3.15.2010

LET THE GREAT WORLD SPIN by COLUM McCANN

Let the Great World Spin by Colum McCann: Book Cover

Links for the East Side Readers' discussion.






3 comments:

P. Morgan said...

Unfortunately I won’t be able to attend tonight’s meeting. For the record, I couldn’t stand Let the Great World Spin. I couldn’t get into it and gave up when the women were having tea at the Park Ave. apartment. I was really hoping to attend tonight to hear what others thought of the book.

RkC said...

Good turnouts, interesting comments, new people, new ideas.
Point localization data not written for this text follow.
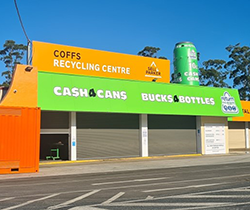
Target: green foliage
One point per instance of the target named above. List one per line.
(239, 69)
(216, 72)
(213, 73)
(11, 54)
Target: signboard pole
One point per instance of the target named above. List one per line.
(247, 135)
(143, 118)
(72, 136)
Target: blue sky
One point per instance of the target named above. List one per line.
(127, 26)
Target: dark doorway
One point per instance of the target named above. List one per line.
(54, 141)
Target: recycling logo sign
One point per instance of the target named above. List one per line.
(228, 105)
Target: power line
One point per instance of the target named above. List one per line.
(28, 40)
(19, 16)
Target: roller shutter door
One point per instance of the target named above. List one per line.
(236, 135)
(171, 135)
(54, 120)
(107, 135)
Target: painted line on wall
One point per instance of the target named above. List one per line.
(119, 159)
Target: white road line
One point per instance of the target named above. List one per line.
(211, 196)
(65, 204)
(202, 205)
(86, 208)
(177, 188)
(134, 180)
(118, 195)
(6, 199)
(31, 201)
(215, 205)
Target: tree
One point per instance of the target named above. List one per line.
(239, 69)
(213, 73)
(11, 55)
(150, 52)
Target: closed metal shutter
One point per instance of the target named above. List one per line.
(171, 135)
(107, 135)
(236, 135)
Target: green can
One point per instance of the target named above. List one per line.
(186, 70)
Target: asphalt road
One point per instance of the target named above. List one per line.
(210, 186)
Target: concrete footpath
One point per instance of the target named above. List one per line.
(59, 168)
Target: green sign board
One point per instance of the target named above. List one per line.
(92, 94)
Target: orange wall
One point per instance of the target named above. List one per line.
(23, 89)
(19, 139)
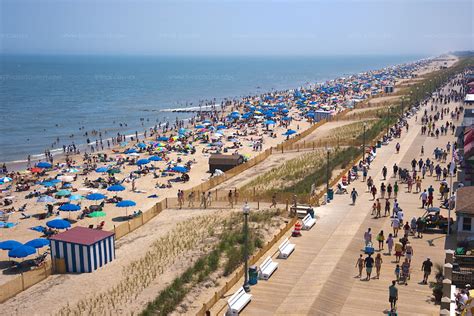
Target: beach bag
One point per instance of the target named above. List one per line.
(369, 249)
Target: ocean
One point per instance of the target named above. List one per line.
(45, 98)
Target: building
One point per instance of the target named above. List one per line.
(465, 213)
(224, 162)
(82, 249)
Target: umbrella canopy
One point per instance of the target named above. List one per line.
(155, 158)
(141, 162)
(44, 164)
(76, 197)
(102, 169)
(97, 214)
(5, 179)
(10, 244)
(21, 252)
(68, 207)
(116, 188)
(95, 196)
(179, 169)
(38, 243)
(63, 193)
(126, 203)
(46, 199)
(58, 223)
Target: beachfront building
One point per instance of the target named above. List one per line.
(465, 213)
(82, 249)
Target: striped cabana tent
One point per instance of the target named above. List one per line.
(83, 249)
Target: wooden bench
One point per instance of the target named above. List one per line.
(308, 222)
(286, 249)
(238, 301)
(300, 210)
(267, 268)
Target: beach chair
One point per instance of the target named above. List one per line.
(238, 301)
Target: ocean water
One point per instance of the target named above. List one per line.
(43, 98)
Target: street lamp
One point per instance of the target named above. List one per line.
(363, 142)
(246, 211)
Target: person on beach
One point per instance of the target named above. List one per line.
(390, 244)
(360, 265)
(378, 264)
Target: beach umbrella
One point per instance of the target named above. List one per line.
(113, 171)
(155, 158)
(102, 169)
(66, 178)
(69, 207)
(21, 251)
(141, 162)
(38, 243)
(126, 203)
(97, 214)
(46, 199)
(95, 196)
(10, 244)
(63, 193)
(5, 179)
(289, 132)
(76, 197)
(116, 188)
(58, 223)
(130, 151)
(44, 165)
(180, 169)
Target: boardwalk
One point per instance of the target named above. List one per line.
(320, 277)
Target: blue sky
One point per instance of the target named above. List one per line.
(233, 27)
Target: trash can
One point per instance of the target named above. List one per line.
(253, 275)
(330, 194)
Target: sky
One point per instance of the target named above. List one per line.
(235, 27)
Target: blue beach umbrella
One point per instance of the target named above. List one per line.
(95, 196)
(38, 243)
(69, 207)
(58, 223)
(102, 169)
(155, 158)
(179, 169)
(21, 252)
(126, 203)
(116, 188)
(46, 199)
(44, 164)
(142, 162)
(10, 244)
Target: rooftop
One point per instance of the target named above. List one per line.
(82, 236)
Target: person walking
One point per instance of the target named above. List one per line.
(426, 268)
(369, 264)
(360, 265)
(354, 195)
(378, 264)
(393, 296)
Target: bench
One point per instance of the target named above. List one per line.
(308, 222)
(267, 268)
(238, 301)
(300, 210)
(286, 249)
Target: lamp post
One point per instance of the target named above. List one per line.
(363, 142)
(246, 211)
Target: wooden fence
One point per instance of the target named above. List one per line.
(240, 271)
BTW, please come even if you don't like the book or don't finish -- it still makes for great conversation

Email research is now at the website, plus a link to "Locksley Hall" by Tennyson, which supplied the novel's title.

In no particular order:

* Most everyone liked it.
* Everyone -- even total strangers who crashed the party -- thought the writing was terrific, lyrical, poetic, alliterative.
* Some found it hard to transition from story to story, until the connections were more fleshed out.
* Phone phreaks were related to Joshua (Claire's son), but seemed far-fetched & unrealistic in their technological foreshadowing.
* Ditto the kid riding the subway, but he also represented dark side, underground, opposite of man on wire. Also note false copyright notice on photo p. 237 with the subway character's name; real photog is named in Acknowledgements.
* Corrigan & Jasslyn symbolized the fallen twin towers; however, we did not think that they died for their sins.
* The 2 young girls represented the healing and return to "normalcy", made possible by the emotional & physical connections of the white Claire and the black Gloria, & a trick of fate & timing.
* The judge had a couple of moments of grace.
* There are really coyotes in NYC. See, for example, Coyotes Have Invaded Chelsea. They might also be a symbol.
* A real NY novel, but a little too much hooking & shooting. Realistic, for the most part, about 1974, although Nixon resigned the day after Petit's walk, which meant that week had been especially permeated with Watergate, which was missing from the novel. However: Colum McCann was born in Dublin in 1965 and began his career as a journalist in The Irish Press. In the early 1980's he took a bicycle across North America, then worked as a wilderness guide in a program for juvenile delinquents in Texas. After 1.5 years in Japan, he and his wife Allison moved to NYC. So he was 9 yrs old & in Dublin at the time.
* His website says: McCann’s powerful allegory of 9/11 comes alive in the unforgettable voices of the city’s people, unexpectedly drawn together by hope, beauty, and the tightrope walker’s “artistic crime of the century.” So an allegory of 9/11; perhaps that's why I was also reading The Second Plane. September 11: Terror and Boredom by Martin Amis.

Anything else? Feel free to comment at the website.

Monica K said...

I humbly acknowledge that I'm behind on Let the Great World Spin. So, I draw your attention to pages 128 and following for about 3 or four pages....Nixon. This may not satisfy your political nerve, but it is there.